La era de la aspirina
La historia de este celebérrimo medicamento –se calcula que se consumen cien millones de comprimidos al día y alrededor de 2.500 por segundo– se remonta a la noche de los tiempos. Sabemos que egipcios, sumerios y otros pueblos antiguos utilizaban contra el dolor un preparado que extraían de las hojas y las cortezas del sauce blanco.

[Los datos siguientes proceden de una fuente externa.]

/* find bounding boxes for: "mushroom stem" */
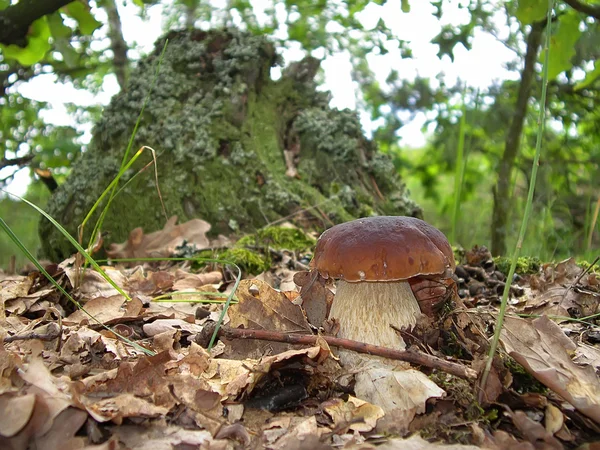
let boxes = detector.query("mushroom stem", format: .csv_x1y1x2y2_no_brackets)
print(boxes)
329,280,421,354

Mucho después, en 1854, un químico francés llamado Charles Frédéric Gerhardt sintetizó por primera vez ácido acetilsalicílico a partir del salicílico, el componente activo de la planta. Pero hubo que esperar hasta 1893 para que otro químico, el alemán Felix Hoffman, encontrara cómo calmar los fuertes dolores artríticos que sufría su padre gracias a aquel olvidado remedio del sauce. El caso es que Hoffman trabajaba en la casa Bayer y convenció a la empresa de las bondades del ácido acetilsalicílico y de lo lucrativo que sería comercializarlo. No se equivocaba. Al buscar un nombre, los responsables de la compañía decidieron que tuviera relación con la Spiraea ulmaria, nombre científico de la flor ulmaria, de la que extraían las sales de ácido salicílico. Se añadió a –de acetil– a spir, y se remató con el sufijo -ina, añadido a multitud de medicamentos para facilitar su pronunciación. Había nacido la aspirina.
No fue la primera opción que se barajó y, de hecho, hubo un largo debate con un nombre alternativo: Euspirin. Eu- es un prefijo griego que significa ‘bueno’, y parecía obvio resaltar así sus virtudes, pero finalmente se desechó.